How is the affinity of IlO1_i1, ILP-Ap04 compared to human insulin receptor, compared to human insulin with FFY motif?

Reply:

The precise mechanism of action distinguishing insulin variants lacking the FFY motif and human insulin requires further in-depth research, which could inspire new avenues for the development of hypoglycemic drugs in the future. Nevertheless, the following literature discusses the relationship between insulin receptor affinity and the FFY motif, guiding our initial exploration into this area.

In 2021, Michela L Mitchell et al. revealed: The IlO1_i1 peptide lacks the key FFY motif at the end of the B-chain, which in human insulin engages with the high-affinity binding site on the IR. Cone snail insulin Con-Ins G1 also lacks this motif and yet binds with reasonable affinity. Structural and analogue studies of Con Ins G1 revealed that two tyrosine residues at positions B15 and B20 substitute for the lack of the FFY motif. Despite the IlO1_i1 peptide having a tyrosine at B15, it is unable to bind to the IR, suggesting that other sequence differences prevent binding. (doi: 10.3390/biom11121785).

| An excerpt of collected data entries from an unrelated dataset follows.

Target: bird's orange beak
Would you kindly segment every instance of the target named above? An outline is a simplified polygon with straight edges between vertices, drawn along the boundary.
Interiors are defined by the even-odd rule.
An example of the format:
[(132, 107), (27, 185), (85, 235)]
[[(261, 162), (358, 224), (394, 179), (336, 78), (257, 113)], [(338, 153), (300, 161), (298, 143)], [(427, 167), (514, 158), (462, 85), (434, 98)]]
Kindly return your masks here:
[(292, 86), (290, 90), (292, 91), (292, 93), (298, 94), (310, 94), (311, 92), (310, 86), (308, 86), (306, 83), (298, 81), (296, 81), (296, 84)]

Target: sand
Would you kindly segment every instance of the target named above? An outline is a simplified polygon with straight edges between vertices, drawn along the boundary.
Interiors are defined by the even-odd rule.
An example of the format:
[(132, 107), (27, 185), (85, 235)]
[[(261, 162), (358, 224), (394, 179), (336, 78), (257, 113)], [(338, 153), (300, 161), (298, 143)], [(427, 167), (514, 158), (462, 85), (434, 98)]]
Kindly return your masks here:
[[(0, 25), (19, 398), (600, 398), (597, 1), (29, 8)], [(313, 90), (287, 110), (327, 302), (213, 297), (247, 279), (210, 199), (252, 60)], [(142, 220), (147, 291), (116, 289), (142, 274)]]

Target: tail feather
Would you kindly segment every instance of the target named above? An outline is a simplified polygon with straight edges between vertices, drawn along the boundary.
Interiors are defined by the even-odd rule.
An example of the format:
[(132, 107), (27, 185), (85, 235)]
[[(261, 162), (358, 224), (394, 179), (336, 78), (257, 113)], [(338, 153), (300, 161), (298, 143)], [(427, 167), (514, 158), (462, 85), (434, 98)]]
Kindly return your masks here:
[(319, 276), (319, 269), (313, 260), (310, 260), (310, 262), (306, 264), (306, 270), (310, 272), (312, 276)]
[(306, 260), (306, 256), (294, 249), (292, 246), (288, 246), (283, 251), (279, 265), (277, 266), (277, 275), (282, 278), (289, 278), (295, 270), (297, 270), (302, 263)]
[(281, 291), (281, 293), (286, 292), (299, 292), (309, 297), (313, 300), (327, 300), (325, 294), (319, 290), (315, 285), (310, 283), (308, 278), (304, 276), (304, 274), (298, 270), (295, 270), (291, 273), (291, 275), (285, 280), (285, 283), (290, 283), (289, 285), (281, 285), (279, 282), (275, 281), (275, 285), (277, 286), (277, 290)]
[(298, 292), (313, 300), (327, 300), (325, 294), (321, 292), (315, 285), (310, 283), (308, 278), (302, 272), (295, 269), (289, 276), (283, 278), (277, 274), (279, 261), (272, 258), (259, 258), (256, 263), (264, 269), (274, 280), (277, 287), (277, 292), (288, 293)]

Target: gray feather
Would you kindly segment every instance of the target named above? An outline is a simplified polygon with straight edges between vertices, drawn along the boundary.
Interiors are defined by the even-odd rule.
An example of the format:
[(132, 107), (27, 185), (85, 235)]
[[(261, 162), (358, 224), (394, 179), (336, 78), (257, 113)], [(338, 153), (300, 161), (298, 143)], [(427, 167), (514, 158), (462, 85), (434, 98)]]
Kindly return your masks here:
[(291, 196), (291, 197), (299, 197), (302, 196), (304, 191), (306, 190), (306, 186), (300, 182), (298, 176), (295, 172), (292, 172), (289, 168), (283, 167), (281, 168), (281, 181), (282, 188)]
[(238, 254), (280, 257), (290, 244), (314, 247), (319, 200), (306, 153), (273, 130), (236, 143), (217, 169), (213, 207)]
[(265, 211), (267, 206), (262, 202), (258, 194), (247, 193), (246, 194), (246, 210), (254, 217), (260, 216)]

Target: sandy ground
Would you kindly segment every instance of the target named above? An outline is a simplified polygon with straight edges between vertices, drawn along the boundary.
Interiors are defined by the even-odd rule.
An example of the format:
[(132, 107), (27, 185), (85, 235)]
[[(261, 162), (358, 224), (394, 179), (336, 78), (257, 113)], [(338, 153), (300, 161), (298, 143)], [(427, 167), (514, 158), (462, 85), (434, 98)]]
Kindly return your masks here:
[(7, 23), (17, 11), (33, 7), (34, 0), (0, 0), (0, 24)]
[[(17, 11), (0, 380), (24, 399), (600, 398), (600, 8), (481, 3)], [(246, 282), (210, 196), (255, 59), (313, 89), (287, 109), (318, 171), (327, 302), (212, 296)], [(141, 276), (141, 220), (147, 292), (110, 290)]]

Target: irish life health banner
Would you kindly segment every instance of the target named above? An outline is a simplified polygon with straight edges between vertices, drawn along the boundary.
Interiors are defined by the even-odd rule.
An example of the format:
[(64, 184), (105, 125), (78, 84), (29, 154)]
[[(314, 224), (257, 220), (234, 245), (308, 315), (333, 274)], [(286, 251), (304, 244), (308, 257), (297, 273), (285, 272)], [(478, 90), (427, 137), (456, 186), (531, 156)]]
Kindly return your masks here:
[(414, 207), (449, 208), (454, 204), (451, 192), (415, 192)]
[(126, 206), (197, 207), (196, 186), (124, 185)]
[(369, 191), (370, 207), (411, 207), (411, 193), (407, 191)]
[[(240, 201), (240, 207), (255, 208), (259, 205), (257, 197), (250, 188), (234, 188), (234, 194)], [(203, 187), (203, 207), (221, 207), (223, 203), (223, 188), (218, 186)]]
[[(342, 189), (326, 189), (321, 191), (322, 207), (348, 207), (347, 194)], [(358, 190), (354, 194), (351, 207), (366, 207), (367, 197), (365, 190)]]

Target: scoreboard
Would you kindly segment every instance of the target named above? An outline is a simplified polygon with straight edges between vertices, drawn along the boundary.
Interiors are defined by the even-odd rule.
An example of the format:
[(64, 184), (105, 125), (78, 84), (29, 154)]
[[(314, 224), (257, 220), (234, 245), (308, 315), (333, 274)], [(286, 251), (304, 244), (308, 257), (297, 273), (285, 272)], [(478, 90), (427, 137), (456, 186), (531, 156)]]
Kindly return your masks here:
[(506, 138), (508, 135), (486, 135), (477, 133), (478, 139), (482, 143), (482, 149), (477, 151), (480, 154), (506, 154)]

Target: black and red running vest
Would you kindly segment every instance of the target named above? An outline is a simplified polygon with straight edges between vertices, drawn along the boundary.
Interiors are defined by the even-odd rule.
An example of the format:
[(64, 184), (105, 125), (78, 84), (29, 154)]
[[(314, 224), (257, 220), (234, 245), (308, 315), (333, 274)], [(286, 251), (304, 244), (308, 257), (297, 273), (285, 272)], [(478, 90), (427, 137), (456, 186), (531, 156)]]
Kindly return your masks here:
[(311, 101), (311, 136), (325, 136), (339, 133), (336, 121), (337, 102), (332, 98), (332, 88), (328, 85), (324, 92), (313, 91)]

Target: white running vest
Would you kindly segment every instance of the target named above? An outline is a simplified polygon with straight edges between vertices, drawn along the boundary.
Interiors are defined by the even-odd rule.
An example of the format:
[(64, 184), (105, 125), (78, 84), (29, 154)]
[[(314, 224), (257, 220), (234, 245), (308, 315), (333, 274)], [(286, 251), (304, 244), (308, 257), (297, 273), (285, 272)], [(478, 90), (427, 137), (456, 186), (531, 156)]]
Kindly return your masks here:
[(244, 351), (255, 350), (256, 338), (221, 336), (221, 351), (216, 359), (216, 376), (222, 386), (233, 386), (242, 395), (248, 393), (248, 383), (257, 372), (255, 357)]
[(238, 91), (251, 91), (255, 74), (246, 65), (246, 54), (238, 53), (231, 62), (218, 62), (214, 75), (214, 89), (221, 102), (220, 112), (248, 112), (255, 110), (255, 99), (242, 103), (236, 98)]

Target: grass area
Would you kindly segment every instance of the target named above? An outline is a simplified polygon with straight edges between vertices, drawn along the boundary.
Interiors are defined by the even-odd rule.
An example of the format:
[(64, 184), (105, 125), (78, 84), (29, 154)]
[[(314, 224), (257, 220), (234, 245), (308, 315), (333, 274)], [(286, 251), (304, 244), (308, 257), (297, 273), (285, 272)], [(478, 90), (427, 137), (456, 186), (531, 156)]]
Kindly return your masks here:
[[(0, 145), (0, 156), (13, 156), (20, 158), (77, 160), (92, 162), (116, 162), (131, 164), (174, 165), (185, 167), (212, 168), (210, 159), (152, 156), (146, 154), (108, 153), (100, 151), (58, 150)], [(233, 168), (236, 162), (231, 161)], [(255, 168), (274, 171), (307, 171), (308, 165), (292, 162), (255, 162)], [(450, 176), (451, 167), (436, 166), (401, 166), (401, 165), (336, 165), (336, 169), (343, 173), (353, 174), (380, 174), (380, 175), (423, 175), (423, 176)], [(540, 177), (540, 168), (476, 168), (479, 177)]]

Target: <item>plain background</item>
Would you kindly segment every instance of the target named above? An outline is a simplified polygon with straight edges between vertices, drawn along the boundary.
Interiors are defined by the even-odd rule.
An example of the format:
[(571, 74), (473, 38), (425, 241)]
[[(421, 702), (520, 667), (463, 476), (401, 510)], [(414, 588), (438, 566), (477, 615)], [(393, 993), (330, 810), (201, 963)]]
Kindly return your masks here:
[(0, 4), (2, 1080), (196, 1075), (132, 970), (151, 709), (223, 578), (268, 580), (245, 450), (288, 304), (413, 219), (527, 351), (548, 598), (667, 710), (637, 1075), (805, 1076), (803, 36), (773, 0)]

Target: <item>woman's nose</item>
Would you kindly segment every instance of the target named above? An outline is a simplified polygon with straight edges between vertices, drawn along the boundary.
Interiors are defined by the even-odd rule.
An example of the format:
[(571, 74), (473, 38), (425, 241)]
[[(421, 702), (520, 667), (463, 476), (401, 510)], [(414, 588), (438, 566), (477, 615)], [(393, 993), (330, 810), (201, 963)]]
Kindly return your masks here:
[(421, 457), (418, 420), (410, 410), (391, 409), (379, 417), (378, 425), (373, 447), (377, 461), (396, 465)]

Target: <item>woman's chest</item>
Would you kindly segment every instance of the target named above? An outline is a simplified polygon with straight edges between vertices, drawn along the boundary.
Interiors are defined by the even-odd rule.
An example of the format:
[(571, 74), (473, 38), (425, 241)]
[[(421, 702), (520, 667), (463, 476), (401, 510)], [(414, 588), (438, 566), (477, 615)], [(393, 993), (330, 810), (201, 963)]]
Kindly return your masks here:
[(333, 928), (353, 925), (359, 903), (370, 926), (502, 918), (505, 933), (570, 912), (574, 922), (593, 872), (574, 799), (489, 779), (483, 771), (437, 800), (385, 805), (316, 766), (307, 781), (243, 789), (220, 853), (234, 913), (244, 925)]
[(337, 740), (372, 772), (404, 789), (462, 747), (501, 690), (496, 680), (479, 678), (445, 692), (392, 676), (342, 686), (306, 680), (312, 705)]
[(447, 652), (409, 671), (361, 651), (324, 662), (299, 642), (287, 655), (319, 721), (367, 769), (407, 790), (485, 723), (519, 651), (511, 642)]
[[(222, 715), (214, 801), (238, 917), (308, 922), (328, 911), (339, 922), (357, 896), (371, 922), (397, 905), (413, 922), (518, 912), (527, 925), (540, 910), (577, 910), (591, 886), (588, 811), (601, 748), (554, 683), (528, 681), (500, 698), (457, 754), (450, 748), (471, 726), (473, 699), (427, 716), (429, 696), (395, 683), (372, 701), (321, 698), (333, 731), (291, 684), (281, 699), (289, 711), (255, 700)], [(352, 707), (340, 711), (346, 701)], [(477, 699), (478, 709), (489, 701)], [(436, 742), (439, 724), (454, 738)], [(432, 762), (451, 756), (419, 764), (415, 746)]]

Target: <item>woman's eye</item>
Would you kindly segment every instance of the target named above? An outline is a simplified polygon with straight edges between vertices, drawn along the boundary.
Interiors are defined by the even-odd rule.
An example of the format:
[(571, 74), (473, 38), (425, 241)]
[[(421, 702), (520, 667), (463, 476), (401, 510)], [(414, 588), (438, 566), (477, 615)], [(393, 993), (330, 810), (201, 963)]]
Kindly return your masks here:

In 2020, Xiaochun Xiong et al. revealed: Con-Ins G1 is an outlier among known natural insulin-like molecules, having four posttranslational modifications that enhance its interaction with hIR and lacking the C-terminal residues of the canonical insulin B chain. The relatively high potency of Con-Ins G1 and several other cone snail insulin-like peptides28 with respect to hIR is unexpected, as the Bchain C-terminal octapeptide (inclusive, especially, of the aromatic triplet PheB24-PheB25-TyrB26) is critical for high-affinity binding of human insulin to hIR. (DOI: 10.1038/s41594-020-0430-8).

Their work has been discussed in this manuscript.

 

Comments on the Quality of English Language

There are some typos in the manuscript, it requires double checking

Reply:

We thank the reviewer for this suggestion. We have conducted a comprehensive check on the vocabulary and grammar errors in the manuscript and have corrected the erroneous parts.

 

Finally, thanks again to the editor and reviewers for your positive feedback and insightful suggestions for improving our manuscript. We appreciate all the help.